Nelle sale dell'Istituto è possibile
visitare l'Erbario con la sua ricca collezione di circa 50.000 piante secche
distinte in due settori: quello Sardo e quello generale. L'ingresso
dell'Istituto si trova in viale Fra Ignazio, a fianco alla Facoltà di
Giurisprudenza. L'Orto Botanico non è solo un centro di studi
dell'Università.
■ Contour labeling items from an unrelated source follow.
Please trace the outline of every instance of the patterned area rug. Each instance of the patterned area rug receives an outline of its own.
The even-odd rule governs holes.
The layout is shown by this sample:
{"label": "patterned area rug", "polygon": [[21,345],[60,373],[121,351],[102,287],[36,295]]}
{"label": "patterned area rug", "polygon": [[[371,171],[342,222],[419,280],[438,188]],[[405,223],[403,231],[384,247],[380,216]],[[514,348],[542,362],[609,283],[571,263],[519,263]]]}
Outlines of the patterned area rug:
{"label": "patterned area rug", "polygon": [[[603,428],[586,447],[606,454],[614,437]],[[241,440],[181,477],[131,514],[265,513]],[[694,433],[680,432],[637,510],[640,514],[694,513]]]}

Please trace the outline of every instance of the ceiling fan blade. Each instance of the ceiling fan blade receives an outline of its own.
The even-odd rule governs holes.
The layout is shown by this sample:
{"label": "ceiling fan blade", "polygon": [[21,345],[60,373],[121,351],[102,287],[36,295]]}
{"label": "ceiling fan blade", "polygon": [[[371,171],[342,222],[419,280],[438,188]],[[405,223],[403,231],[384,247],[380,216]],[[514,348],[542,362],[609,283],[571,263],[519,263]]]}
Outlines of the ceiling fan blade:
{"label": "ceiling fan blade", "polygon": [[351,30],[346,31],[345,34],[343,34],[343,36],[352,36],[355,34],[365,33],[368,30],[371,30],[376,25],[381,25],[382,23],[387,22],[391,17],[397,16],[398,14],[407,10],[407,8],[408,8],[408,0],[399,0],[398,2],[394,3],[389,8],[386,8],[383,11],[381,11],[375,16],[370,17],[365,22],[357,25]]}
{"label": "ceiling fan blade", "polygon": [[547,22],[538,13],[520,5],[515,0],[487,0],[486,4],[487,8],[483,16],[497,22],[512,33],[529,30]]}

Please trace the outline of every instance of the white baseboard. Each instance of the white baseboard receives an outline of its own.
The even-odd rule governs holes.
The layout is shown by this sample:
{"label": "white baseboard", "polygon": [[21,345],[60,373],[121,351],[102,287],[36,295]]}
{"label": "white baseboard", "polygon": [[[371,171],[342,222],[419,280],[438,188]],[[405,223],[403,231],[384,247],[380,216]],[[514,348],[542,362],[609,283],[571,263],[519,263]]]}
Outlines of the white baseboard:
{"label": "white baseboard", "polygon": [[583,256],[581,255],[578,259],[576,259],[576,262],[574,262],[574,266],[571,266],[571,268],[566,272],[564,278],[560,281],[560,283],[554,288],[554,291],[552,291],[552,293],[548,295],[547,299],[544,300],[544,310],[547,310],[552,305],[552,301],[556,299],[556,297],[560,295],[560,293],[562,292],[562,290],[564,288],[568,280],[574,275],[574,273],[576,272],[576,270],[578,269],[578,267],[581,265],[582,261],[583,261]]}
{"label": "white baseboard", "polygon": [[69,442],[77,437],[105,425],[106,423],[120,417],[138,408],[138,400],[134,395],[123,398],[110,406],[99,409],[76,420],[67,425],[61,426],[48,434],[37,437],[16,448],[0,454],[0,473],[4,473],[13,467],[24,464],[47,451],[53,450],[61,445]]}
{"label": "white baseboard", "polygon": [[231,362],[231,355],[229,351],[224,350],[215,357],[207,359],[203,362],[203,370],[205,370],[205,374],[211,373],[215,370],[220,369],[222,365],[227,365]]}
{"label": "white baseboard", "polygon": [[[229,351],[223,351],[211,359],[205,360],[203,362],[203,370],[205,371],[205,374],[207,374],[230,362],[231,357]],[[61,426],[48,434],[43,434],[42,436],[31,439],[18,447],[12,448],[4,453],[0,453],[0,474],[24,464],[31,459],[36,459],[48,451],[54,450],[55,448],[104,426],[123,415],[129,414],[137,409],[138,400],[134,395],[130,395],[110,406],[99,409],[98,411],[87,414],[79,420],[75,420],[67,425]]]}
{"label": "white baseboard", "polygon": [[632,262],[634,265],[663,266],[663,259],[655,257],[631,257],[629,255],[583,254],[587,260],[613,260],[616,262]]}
Esso è uno dei giardini più ameni nel cuore della città
dove è possibile trascorrere delle piacevoli ore di relax all'ombra delle
sue piante ormai secolari.
Come arrivare: l'ingresso dell'Orto Botanico si trova in viale Fra Ignazio,
11.
Come arrivarci: Ci si arriva facilmente a piedi dal centro della città.
Orari di apertura: l'Orto si può visitare tutti i giorni dalle 8 alle 13,30;
dal 1° aprile al 15 ottobre è aperto anche al pomeriggio dalle 15 alle
18,30; nei mesi di maggio, giugno, luglio e agosto sino alle 20. Il
biglietto d'ingresso è di L 1.000/€ 0,52; gratuito per le scolaresche del
comune di Cagliari, i visitatori di oltre 60 anni di età, per i bambini sino
ai 6 anni e per i portatori di handicap. Visite guidate sono organizzate la
2° e la 4° domenica di ogni mese e tutte le domeniche estive alle ore 11.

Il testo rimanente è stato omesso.